Other episodes, which will be broadcast over the coming year, will focus on Japan and the impact of American occupation on its music culture, the music that came out of the collapse of the Ottoman empire, Jamaican reggae and dancehall, music and Chilean identity, and the role of music in the Indian independence movement. I’ll post further information about these as they are scheduled.

Episode 1:  Cuba 

Broadcast Date: Saturday 5 August 2017 @ 11’06 GMT
Broadcast Channel: BBC World Service Radio
BBC Producer: Arlene Gregorius
OU Academic Consultant: Helen Barlow

Cubans love their famous and irresistible music called “son”, and consider it a part of their identity and “the DNA of Cuban culture”. This style of music, which spawned the likes of salsa, has been very popular in Cuba for a hundred years.

Musicologist Dr Lucy Duran, a specialist in Cuban music, returns to the island to ask why, and what the Cubans’ enduring passion for son tells us about them.

She focuses on one particular song: Lagrimas Negras, “Black Tears”. Composed in the 1920s by Miguel Matamoros, it’s universally known.  Musicians can sing or play it on the spot. Some of them perform for Lucy’s microphone: from Buena Vista Social Club legends Eliades Ochoa and Omara Portuondo, to singer Anais Abreu and tres guitar virtuoso Pancho Amat.

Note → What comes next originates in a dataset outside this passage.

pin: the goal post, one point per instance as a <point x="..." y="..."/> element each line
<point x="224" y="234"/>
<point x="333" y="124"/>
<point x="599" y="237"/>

They and many others from the pinnacle of Cuban music explain why son is a key part of Cuban identity. They describe how son evolved from the same mix as Cuban society: Africa (rhythm) and Europe (melody and harmony). Songs like Lagrimas Negras, constructed as a “smiling tragedy”, embody the Cuban philosophy of life: to face hardship with a sense of humour. The lyrics are about being left by your lover. But the insistence of the danceable chorus that “you want to leave me but I don’t want to suffer”, shows that son, like Cubans, turns difficult circumstances into something light-hearted. The song typifies how Cubans always find a way of smiling through their own misfortune.